The National Employers, Fire Brigades Union and National Fire Chiefs Council agreed to include three additional areas of work in the Agreement reached on March 26 and to help take samples for Covid 19 antigen tests; Non-blue-light outpatient transportation (with the exception of known Covid 19 patients) to outpatient appointments or urgent care and driving instructions by the FRS driver coach for training of non-duty staff for ambulance propulsion (not on blue light). It was also agreed that joint work to review risk assessments will be carried out with the aim of extending the agreement to that date of 26 August. Fire standards, which cover the following, are expected to agree soon on the scope: how will the fire sector respond to the COVID-19 crisis? “The agreement was initially concluded in March, with a number of new activities, with covid-19 resulting in new requirements. The NFCC was convinced that firefighters could help and that they wanted to play a key, if not important, role in helping to meet the challenges of the pandemic. The Community at Risk Program – which focuses on the development of fire safety guidelines, instruments and standard for risk management planning. It has a number of projects in progress, including: risk definition; The value of British fire and rescue services; The risk management plan guide risk management skills. Matt Wrack, General Secretary of the FBU, said: “This has been an exceptional year for firefighters and paramedics, during which firefighters have been busy and doing more to fight the pandemic than we could have imagined so far. The Digital and Data Programme, which currently encompasses several projects to promote national coherence in the identification, implementation and use of digital capabilities; Make our employees digitally literate Transfer the demand for services to online channels where possible; and maximize the use of data to promote operational excellence. Take into account the key issues facing services In a previous blog post on the future of our fire and rescue services and their strategic role in our communities, we examined the challenges of fire and rescue, the national framework for England and the National Operational Guidance, which are driving all the changes in fire and rescue services across the country. “Cooperation and exchanges are the key to improvement, with firefighters and emergency services increasingly improved, coordinated and, if necessary, supported by the NFCC.

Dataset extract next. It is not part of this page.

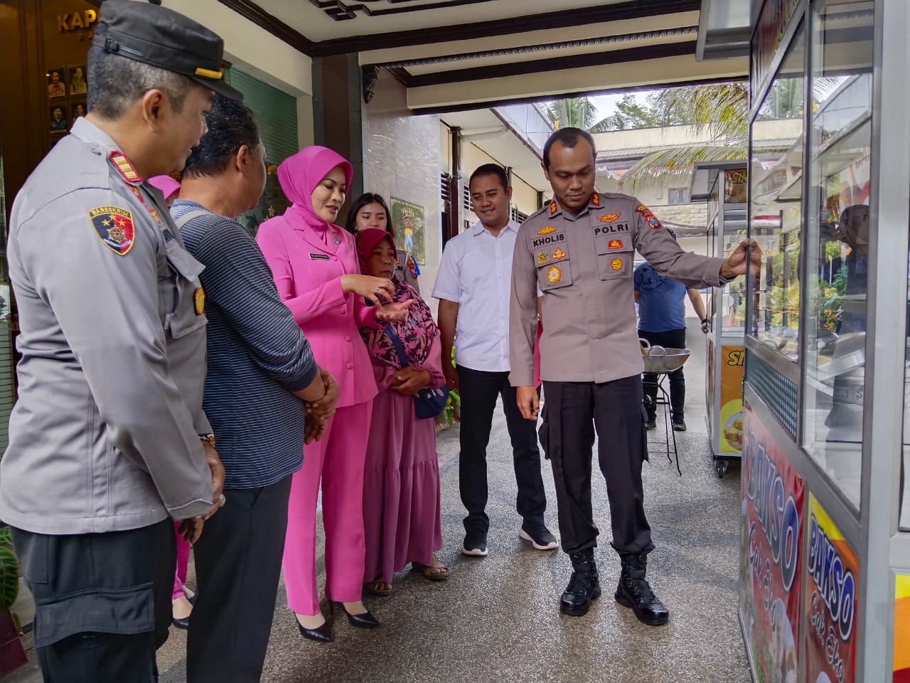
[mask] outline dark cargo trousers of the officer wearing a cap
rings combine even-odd
[[[13,529],[35,596],[35,655],[45,683],[154,683],[167,640],[177,561],[174,523],[107,534]]]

Another good example is our recent work on cooperation, sharing and, if necessary, work, which stems from the Grenfell study phase. So, although we are going through uncertain and sometimes difficult times, we are always trying to improve. How do firefighters deal with the problems they face? NFCC President Roy Wilsher told Fire Safety Matters: “This agreement demonstrates the willingness, will and ability of fire and rescue personnel to contribute to the response to COVID-19 by using their broad range of skills and expertise to help those who need it most. The agreement was initially concluded in March with a number of new activities, with covid-19 resulting in new requirements. The NFCC was absolutely convinced that firefighters and emergency services could assist in the fight against the pandemic and, just as importantly, play a key role in supporting the challenges it identified. The work is now under the jurisdiction of the National Joint Council, where the FBU and national employers negotiate wages and conditions, the normal body of national industrial agreements in the fire and rescue services.